It’s Actually Very Useful
A lot of people over rely on mouthwash, but it’s key to remember what its primary uses are. It reduces the bacteria in your mouth, which in turn, reduces the amount of dental plaque. If you brush your teeth well – twice a day – and floss daily, mouthwash isn’t always a necessity, but it can help with bad breath and if you struggle with a build-up of plaque. It’s also ideal for anyone that’s prone to cavities.
You Should Skip Alcohol-Based Washes
While alcohol-based mouthwash may kill germs in the short-term, the high alcohol content reduces the amount of saliva in your mouth, which can ultimately make bad breath worse. Saliva is needed to protect teeth against harmful bacteria, so it’s key not to let your mouth dry out with these types of formulas. Instead, opt for one that’s high in fluoride to strengthen tooth enamel, and avoid those that contain harsh or abrasive chemicals.

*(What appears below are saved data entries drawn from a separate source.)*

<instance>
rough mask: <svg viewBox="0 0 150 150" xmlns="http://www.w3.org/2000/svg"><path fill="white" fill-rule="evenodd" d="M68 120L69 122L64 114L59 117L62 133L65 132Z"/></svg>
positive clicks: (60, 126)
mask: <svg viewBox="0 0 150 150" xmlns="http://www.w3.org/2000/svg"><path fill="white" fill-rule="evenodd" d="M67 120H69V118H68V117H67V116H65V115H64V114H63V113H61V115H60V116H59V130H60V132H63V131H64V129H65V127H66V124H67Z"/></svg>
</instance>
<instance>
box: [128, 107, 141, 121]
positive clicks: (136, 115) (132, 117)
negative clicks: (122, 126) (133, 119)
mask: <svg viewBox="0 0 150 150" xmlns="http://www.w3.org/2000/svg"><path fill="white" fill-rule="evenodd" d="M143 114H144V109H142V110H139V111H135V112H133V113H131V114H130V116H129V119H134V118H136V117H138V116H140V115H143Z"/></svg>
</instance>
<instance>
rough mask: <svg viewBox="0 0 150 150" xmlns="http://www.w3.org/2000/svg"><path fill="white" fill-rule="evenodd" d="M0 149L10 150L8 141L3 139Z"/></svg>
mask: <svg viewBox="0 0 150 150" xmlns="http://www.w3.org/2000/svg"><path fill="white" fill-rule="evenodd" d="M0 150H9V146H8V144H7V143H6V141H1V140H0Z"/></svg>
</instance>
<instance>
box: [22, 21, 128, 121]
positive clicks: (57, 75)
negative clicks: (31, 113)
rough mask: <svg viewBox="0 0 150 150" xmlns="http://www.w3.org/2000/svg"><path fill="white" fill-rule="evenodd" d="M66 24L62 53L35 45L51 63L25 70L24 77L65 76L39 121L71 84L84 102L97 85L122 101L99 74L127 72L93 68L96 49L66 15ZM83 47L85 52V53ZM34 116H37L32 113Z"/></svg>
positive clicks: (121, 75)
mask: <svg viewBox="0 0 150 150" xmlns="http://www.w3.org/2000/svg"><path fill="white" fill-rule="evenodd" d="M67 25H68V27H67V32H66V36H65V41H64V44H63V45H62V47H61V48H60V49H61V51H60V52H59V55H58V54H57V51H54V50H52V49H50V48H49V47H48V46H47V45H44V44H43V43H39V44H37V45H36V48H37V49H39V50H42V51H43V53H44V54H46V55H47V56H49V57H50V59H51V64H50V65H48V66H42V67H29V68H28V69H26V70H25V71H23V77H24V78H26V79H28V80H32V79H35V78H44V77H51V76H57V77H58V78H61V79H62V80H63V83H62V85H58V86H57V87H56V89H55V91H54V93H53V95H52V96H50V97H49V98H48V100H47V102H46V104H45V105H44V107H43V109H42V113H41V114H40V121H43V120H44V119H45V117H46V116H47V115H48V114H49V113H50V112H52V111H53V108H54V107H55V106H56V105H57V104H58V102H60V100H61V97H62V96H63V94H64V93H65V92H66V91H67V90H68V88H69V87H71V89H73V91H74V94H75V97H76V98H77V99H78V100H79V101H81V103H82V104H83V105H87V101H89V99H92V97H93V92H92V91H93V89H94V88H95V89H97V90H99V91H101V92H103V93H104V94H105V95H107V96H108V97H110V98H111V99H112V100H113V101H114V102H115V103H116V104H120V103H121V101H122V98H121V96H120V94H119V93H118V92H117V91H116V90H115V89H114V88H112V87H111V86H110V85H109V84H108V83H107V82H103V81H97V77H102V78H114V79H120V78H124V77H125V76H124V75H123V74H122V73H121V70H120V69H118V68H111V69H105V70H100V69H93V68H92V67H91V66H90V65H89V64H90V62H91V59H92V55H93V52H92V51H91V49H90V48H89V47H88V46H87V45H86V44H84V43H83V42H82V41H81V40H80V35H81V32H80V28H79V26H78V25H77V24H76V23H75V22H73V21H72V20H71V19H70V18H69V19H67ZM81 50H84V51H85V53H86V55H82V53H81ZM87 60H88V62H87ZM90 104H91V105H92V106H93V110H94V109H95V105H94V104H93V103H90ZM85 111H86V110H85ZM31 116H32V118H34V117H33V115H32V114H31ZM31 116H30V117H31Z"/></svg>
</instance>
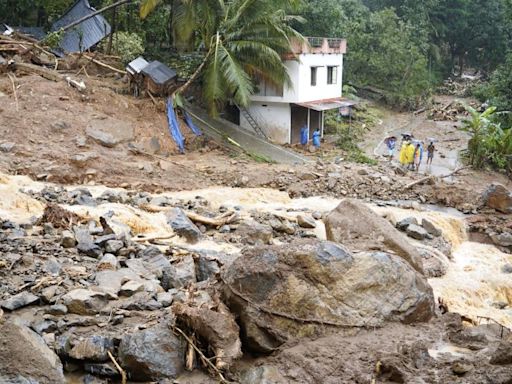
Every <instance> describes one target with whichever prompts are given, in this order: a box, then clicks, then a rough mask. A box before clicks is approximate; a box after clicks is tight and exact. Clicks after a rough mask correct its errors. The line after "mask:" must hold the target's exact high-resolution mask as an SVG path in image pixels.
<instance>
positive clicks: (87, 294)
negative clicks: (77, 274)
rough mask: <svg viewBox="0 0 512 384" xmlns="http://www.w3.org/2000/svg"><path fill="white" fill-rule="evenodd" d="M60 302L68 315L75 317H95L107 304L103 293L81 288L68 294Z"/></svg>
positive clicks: (70, 291)
mask: <svg viewBox="0 0 512 384" xmlns="http://www.w3.org/2000/svg"><path fill="white" fill-rule="evenodd" d="M62 301H63V303H64V305H66V306H67V307H68V311H69V312H70V313H76V314H77V315H95V314H97V313H98V312H99V311H100V310H101V309H102V308H103V307H104V306H105V305H106V304H107V298H106V294H105V293H103V292H95V291H91V290H89V289H83V288H78V289H74V290H72V291H70V292H68V293H67V294H65V295H64V296H63V297H62Z"/></svg>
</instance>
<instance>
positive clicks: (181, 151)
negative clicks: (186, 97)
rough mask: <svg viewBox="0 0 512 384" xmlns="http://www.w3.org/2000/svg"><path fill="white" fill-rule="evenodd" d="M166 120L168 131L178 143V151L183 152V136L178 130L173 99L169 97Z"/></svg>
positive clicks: (168, 100)
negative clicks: (168, 129) (168, 128)
mask: <svg viewBox="0 0 512 384" xmlns="http://www.w3.org/2000/svg"><path fill="white" fill-rule="evenodd" d="M167 120H168V121H169V132H170V133H171V136H172V138H173V139H174V141H175V142H176V144H177V145H178V148H179V150H180V153H185V138H184V137H183V134H182V133H181V131H180V125H179V124H178V119H177V118H176V112H175V111H174V105H173V101H172V99H171V98H170V97H169V98H168V99H167Z"/></svg>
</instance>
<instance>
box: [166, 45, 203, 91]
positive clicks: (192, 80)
mask: <svg viewBox="0 0 512 384" xmlns="http://www.w3.org/2000/svg"><path fill="white" fill-rule="evenodd" d="M210 54H211V49H210V50H209V51H208V53H207V54H206V56H205V57H204V59H203V61H202V63H201V64H200V65H199V67H197V69H196V70H195V72H194V73H193V74H192V76H190V78H189V79H188V80H187V82H186V83H185V84H183V85H182V86H181V87H179V88H178V89H176V90H175V91H174V92H173V93H172V95H171V96H172V97H173V96H175V95H177V94H180V93H183V92H185V91H186V90H187V88H188V87H190V85H191V84H192V83H193V82H194V81H195V80H196V79H197V78H198V77H199V75H200V74H201V71H202V70H203V68H204V66H205V65H206V61H207V60H208V58H209V57H210Z"/></svg>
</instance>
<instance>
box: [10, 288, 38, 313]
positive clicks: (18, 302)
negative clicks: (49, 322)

Over-Rinsing Isn’t A Good Idea
After you brush your teeth, don’t reach for the mouthwash straight away. This is something a lot of people do, but it’s counterproductive and washes away all the strong medicine in your toothpaste, which is designed to protect against dental cavities and preserve gum health. Instead, wait for at least 15 minutes after brushing – and always swish for roughly 30-60 seconds. Likewise, after you’ve used mouthwash, avoid eating, drinking or even smoking for at least 30 minutes to avoid washing away the benefits of the fluoride in your toothpaste.

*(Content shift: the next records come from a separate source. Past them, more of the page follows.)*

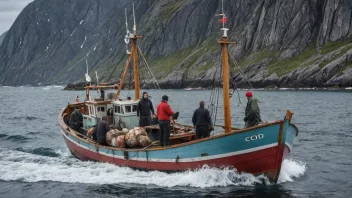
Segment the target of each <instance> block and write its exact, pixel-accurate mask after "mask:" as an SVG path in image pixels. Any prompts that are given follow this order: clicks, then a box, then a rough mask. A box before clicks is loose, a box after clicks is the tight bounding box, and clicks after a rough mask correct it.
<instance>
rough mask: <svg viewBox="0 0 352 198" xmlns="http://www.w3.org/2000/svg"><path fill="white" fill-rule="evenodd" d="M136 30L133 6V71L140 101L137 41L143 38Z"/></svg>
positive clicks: (139, 87) (134, 16) (132, 47)
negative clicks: (139, 35) (139, 38)
mask: <svg viewBox="0 0 352 198" xmlns="http://www.w3.org/2000/svg"><path fill="white" fill-rule="evenodd" d="M136 34H137V28H136V17H135V15H134V4H133V38H131V40H132V55H133V70H134V93H135V97H136V99H135V100H139V98H140V96H139V93H140V82H139V70H138V49H137V39H138V38H141V36H137V35H136Z"/></svg>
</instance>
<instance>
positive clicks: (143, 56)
mask: <svg viewBox="0 0 352 198" xmlns="http://www.w3.org/2000/svg"><path fill="white" fill-rule="evenodd" d="M137 47H138V51H139V53H140V55H141V57H142V58H143V61H144V64H145V66H146V68H147V71H148V73H149V75H150V76H151V77H152V81H153V85H154V86H155V88H156V89H157V90H158V92H160V94H163V92H162V91H161V89H160V86H159V84H158V81H157V80H156V78H155V77H154V75H153V72H152V70H151V69H150V67H149V65H148V62H147V60H146V59H145V57H144V55H143V53H142V50H141V48H140V47H139V45H137Z"/></svg>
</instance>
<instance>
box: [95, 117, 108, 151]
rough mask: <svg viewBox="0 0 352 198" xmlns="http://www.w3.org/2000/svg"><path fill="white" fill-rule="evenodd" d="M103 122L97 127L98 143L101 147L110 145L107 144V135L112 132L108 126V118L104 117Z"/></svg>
mask: <svg viewBox="0 0 352 198" xmlns="http://www.w3.org/2000/svg"><path fill="white" fill-rule="evenodd" d="M101 119H102V120H101V121H100V123H99V124H98V126H97V142H98V143H99V144H101V145H108V144H107V143H106V133H107V132H108V131H110V127H109V125H108V122H107V120H108V118H107V116H103V117H102V118H101Z"/></svg>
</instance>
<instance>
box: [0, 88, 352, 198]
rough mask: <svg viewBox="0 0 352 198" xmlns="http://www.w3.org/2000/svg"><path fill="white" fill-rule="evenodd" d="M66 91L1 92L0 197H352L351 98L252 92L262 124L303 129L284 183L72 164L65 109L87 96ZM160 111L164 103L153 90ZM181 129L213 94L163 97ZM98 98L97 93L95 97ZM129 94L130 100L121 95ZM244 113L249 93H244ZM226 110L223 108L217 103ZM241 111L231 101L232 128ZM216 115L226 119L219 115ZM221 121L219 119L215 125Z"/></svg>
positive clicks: (71, 159) (283, 173)
mask: <svg viewBox="0 0 352 198" xmlns="http://www.w3.org/2000/svg"><path fill="white" fill-rule="evenodd" d="M61 89H62V87H16V88H14V87H0V107H1V108H0V197H1V198H3V197H11V198H12V197H48V198H51V197H350V196H351V195H350V194H351V193H352V190H351V189H352V115H351V114H352V105H351V99H352V92H347V91H346V92H342V91H293V90H280V91H260V90H257V91H254V96H255V97H258V98H259V99H260V101H261V103H260V107H261V111H262V118H263V120H265V121H272V120H276V119H282V118H283V117H284V115H285V111H286V109H290V110H292V111H293V112H294V113H295V114H294V117H293V120H292V121H293V122H294V123H295V124H296V125H297V127H298V128H299V130H300V131H299V135H298V138H297V139H296V140H295V142H294V148H293V151H292V152H291V153H290V155H289V158H288V159H286V160H285V161H284V162H283V166H282V170H281V174H280V178H279V183H278V184H275V185H274V184H269V185H266V184H263V182H262V181H263V180H264V179H263V178H262V177H261V176H258V177H254V176H253V175H250V174H245V173H237V172H236V171H234V170H231V169H224V170H220V169H211V168H207V167H204V168H203V169H201V170H199V171H194V172H184V173H173V174H166V173H162V172H157V171H153V172H142V171H136V170H131V169H129V168H125V167H117V166H114V165H110V164H105V163H95V162H82V161H79V160H77V159H75V158H73V157H72V156H71V154H70V153H69V151H68V149H67V148H66V145H65V143H64V140H63V138H62V136H61V135H60V133H59V126H58V123H57V118H58V114H59V112H60V111H61V110H62V109H63V107H64V106H65V105H66V104H67V103H69V102H71V103H72V102H74V100H75V97H76V95H79V96H80V98H81V99H83V98H84V91H61ZM149 92H150V95H152V96H154V97H153V99H152V101H153V103H154V105H155V106H156V105H157V103H158V102H159V98H160V97H161V95H160V94H159V93H158V92H157V91H153V90H150V91H149ZM163 92H164V93H165V94H167V95H169V97H170V101H169V102H170V104H171V107H172V108H173V109H174V110H175V111H180V118H179V122H182V123H189V124H190V117H191V115H192V113H193V110H194V109H195V108H196V107H197V106H198V102H199V101H200V100H204V101H208V100H209V95H210V92H209V91H204V90H203V91H200V90H199V91H198V90H195V91H183V90H164V91H163ZM93 93H94V94H95V92H93ZM123 94H124V95H125V96H126V95H127V94H130V95H131V94H132V92H129V93H128V92H124V93H123ZM240 95H241V101H242V103H243V105H245V103H246V100H245V98H244V97H242V96H243V95H244V91H240ZM220 101H221V102H222V100H220ZM243 114H244V108H243V107H242V105H241V104H240V102H239V100H238V97H237V95H235V96H234V97H233V98H232V115H233V119H232V120H233V123H234V125H235V126H237V127H243V124H244V123H243V121H242V119H243ZM218 115H219V116H220V117H221V116H222V111H219V113H218ZM220 123H222V119H221V118H219V119H218V124H220Z"/></svg>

There Are Some Common Myths
It’s a common misconception that mouthwash can cure chronic bad breath. This is incorrect – there’s always an underlying cause. A good swish can certainly freshen things up, but it can’t cure the problem. Secondly, mouthwash can’t replace a good oral regime. Research shows that adding a mouthwash to your routine can improve the overall cleanliness of your mouth and protect against gum inflammation. But mouthwash is an add-on, never a replacement. Finally, mouthwash isn’t just for your mouth. It can also be used to soak your Invisalign retainers, dentures and children’s braces, too.